I feel like I've become a character in a Kafka novel (The Gazette May 31,2007)
*This post was from "THE GAZETTE"
I feel like I've become a character in a Kafka novel
Tribunal's real purpose is to shame critics of Quebec "Conseil de Presse Decision"
BARBARA KAY, Freelance
Published: Thursday, May 31, 2007
With apologies to Franz Kafka: "Someone must have traduced Barbara K., for without having done anything wrong, she was arrested one fine morning."
Well, of course nobody actually arrested me, as they did Joseph K. in The Trial - it certainly isn't my intention to suggest I identify with the terrible fate of Kafka's hapless victims - yet like Joseph K. I did nothing wrong, and was denounced to an impenetrable "high court" by "someone" entirely unknown to me. And when the "Quebecistan affair" drew me into the orbit of the Quebec Press Council, the word "Kafkaesque" did, indeed, take on new depth of personal meaning.
Because "one fine morning" - Feb. 19, 2007, to be precise - notice was served of the council's condemnation of two of my columns published last August in the National Post during the Israel-Lebanon war. It upheld complaints by officials of the Societe-Saint-John-Baptiste and others against the columns in which I castigated four Quebec career politicians, the only ones in Canada to lend their names and credibility to a demonstration organized by supporters of the officially classified terrorist group Hezbollah.
Judging from their see-no-evil behaviour before and during a "peace" march fairly humming with anti-Semitism, I predicted a soft-on-Islamism political culture in a putatively independent Quebec. Edgy, but business as usual in the lively comment section of my newspaper.
According to the QPC, however, I was guilty of serious ethical lapses: "undue provocation" (define "undue"), "a lack of rigour" in my writing and - mentioned more than once in the decision - the especially grave journalistic sin of "altering the facts" upon which my opinions rested.
Nobody from the QPC has ever publicly identified these allegedly altered facts. There isn't a single point of information in my columns that will not stand up to scrutiny, or any I couldn't have substantiated, or that the National Post (also censured) did not substantiate in its response, but the insalubrious facts around the Aug. 6 "peace march," although essential to an understanding of my opinion, seem to be, in today's parlance, a place the "court" doesn't want to go.
Of course the QPC does not call itself a court, but from the visuals of their judgment, so intimidatingly juridical in appearance and design, you might conclude, as I did, that this is an organization conceived by paper surveillance tigers who regret they can only snarl. On the evidence of my experience with them, and at the risk of earning another QPC spanking, I predict an independent Quebec would give the QPC the teeth and claws it covets, a frightening prospect for freedom of speech here.

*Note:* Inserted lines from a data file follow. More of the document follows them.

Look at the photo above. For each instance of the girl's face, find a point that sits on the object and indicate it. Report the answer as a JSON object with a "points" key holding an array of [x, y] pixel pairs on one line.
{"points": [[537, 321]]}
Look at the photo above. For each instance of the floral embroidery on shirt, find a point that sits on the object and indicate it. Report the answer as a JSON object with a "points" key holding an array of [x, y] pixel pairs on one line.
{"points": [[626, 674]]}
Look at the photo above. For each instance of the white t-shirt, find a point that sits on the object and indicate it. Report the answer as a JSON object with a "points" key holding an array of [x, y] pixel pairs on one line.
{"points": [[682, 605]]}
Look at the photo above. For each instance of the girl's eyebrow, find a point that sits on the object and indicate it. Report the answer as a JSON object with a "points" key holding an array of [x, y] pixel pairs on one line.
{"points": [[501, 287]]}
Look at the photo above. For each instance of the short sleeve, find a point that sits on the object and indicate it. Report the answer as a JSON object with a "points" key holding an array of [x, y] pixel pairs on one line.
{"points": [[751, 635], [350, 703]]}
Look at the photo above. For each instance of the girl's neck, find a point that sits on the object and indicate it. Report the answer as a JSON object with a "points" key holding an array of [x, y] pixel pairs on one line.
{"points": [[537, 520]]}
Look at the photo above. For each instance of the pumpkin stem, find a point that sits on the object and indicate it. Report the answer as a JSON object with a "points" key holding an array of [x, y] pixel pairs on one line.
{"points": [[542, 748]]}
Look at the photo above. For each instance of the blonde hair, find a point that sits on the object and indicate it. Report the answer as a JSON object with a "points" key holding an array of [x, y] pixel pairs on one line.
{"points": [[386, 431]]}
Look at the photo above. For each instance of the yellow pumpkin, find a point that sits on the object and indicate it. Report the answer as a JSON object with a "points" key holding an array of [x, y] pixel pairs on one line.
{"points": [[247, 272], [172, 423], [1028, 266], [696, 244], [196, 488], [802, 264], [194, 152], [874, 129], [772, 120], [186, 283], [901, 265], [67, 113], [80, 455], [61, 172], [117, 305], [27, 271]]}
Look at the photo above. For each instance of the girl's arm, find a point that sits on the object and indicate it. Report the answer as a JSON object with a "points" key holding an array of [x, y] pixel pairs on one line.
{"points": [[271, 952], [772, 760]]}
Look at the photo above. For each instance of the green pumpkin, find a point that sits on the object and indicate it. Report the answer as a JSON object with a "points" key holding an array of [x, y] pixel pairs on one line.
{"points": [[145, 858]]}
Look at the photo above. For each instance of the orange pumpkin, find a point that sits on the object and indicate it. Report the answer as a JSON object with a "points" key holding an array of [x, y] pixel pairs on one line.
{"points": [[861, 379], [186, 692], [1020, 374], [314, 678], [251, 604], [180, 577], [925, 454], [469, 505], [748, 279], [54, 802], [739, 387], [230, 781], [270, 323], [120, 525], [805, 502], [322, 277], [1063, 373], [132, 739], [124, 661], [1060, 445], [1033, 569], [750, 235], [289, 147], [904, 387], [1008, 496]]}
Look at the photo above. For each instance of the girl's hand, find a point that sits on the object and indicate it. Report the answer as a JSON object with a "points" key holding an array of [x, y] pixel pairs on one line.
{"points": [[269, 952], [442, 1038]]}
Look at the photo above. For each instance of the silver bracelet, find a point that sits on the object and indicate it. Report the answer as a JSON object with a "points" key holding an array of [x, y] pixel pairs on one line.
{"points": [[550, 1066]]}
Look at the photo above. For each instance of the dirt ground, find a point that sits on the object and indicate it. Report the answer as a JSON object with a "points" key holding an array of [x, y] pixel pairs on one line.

Who did the QPC actually represent in my case beyond a few grievance-collectors motivated by wounded hyper-nationalist amour-propre? Search me.
Quebecers? In that case the QPC's judgment was superfluous. For I have already been judged directly by the people of Quebec. I was denounced on TV, the radio, the Internet, in numerous editorials and opeds. I answered 200 irate emails, and accepted all interview requests, both in French and English. I gave as good as I got, because I believed then in the viability of my observations, and I still do today. If the spotlight made me uncomfortable, well, that's the price one pays for free speech in a free market. At least the playing field was level.
Does the QPC represent Quebec's journalists? No, and here's proof. The last stop on my "defence" tour was a panel discussion arranged for its November congress by the Federation Professionelle des Journalistes du Quebec, titled: Does Free Speech Have its Limits? In attendance were, at a conservative estimate, 100 Quebecois journalists. Alongside me sat Raymond Corriveau, president of the QPC, and Andre Pratte, chief editoralist at La Presse, who had written a feisty counterpoint column to mine in the National Post.
In my speech, I proactively addressed the Quebecistan affair, and defended the integrity of my column. During the Q-and-A, Pratte was asked for his opinion. He declared himself vigorously opposed to my conclusions, but firmly stated I had not manipulated the facts, and that I had not violated journalistic ethics. Not a single journalist in the room took issue with his statement, a resounding validation of my "innocence" by a jury of my peers, so to speak, which Corriveau witnessed, but chose to ignore.
Kafka's The Trial ends with Joseph K.'s dying thought: "It was as if the shame of it must outlive him." This is no doubt how the QPC would like this narrative to end. For the council's real purpose is to publicly shame critics of Quebec in perpetuity to chill any similar impulse in others. But the shame is on them.
Barbara Kay is a columnist for the National Post.